No country on Earth is taking the 2 degree climate target seriously...
One of the morbidly fascinating aspects of climate change is how much cognitive dissonance it generates, in individuals and nations alike.
The more you understand the brutal logic of climate change — what it could mean, the effort necessary to forestall it — the more the intensity of the situation seems out of whack with the workaday routines of day-to-day life. It’s a species-level emergency, but almost no one is acting like it is. And it’s very, very difficult to be the only one acting like there’s an emergency, especially when the emergency is abstract and science-derived, grasped primarily by the intellect.
This psychological schism is true for individuals, and it’s true for nations. Take the Paris climate agreement.

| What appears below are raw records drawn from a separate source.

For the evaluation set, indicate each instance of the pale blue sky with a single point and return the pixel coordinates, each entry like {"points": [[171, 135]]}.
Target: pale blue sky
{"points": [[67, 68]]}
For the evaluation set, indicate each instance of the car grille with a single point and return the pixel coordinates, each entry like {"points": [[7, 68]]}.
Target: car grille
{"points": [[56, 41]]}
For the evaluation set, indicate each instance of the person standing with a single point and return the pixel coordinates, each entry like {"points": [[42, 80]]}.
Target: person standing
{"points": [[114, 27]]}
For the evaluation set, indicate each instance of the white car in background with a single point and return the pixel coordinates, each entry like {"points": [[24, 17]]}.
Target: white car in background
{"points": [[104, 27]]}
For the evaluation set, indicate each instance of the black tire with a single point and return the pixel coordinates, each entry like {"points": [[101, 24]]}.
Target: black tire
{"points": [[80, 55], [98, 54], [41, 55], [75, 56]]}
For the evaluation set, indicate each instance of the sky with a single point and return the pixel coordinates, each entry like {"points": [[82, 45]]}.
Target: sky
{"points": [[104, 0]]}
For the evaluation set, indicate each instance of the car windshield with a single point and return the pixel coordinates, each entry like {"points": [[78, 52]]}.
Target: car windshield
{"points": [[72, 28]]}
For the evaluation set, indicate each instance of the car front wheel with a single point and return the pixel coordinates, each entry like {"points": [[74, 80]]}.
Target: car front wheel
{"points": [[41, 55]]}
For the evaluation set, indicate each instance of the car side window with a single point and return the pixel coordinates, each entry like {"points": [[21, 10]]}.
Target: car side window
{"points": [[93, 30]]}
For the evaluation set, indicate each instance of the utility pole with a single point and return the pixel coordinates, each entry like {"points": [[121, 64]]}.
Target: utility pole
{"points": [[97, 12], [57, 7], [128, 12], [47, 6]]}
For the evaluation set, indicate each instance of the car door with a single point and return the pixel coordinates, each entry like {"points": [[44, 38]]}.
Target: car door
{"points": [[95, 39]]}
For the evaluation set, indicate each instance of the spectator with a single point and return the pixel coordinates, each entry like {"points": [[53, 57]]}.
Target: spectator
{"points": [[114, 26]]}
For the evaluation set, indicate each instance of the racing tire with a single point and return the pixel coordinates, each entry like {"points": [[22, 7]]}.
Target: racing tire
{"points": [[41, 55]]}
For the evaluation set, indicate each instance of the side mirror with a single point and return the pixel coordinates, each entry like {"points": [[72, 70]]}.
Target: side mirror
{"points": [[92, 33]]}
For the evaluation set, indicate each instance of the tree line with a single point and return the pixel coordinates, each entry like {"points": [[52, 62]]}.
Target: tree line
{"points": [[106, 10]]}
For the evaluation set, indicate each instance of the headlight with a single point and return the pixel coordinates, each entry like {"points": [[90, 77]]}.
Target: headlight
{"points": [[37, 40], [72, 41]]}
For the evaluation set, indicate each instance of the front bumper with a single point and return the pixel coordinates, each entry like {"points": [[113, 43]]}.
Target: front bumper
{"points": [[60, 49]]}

In Paris, in 2015, the countries of the world agreed (again) on the moral imperative to hold the rise in global average temperature to under 2 degrees Celsius, and to pursue "efforts to limit the temperature increase to 1.5 degrees." To date, 62 countries, including the United States, China, and India, have ratified the agreement.
Are any of the countries that signed the Paris agreement taking the actions necessary to achieve that target?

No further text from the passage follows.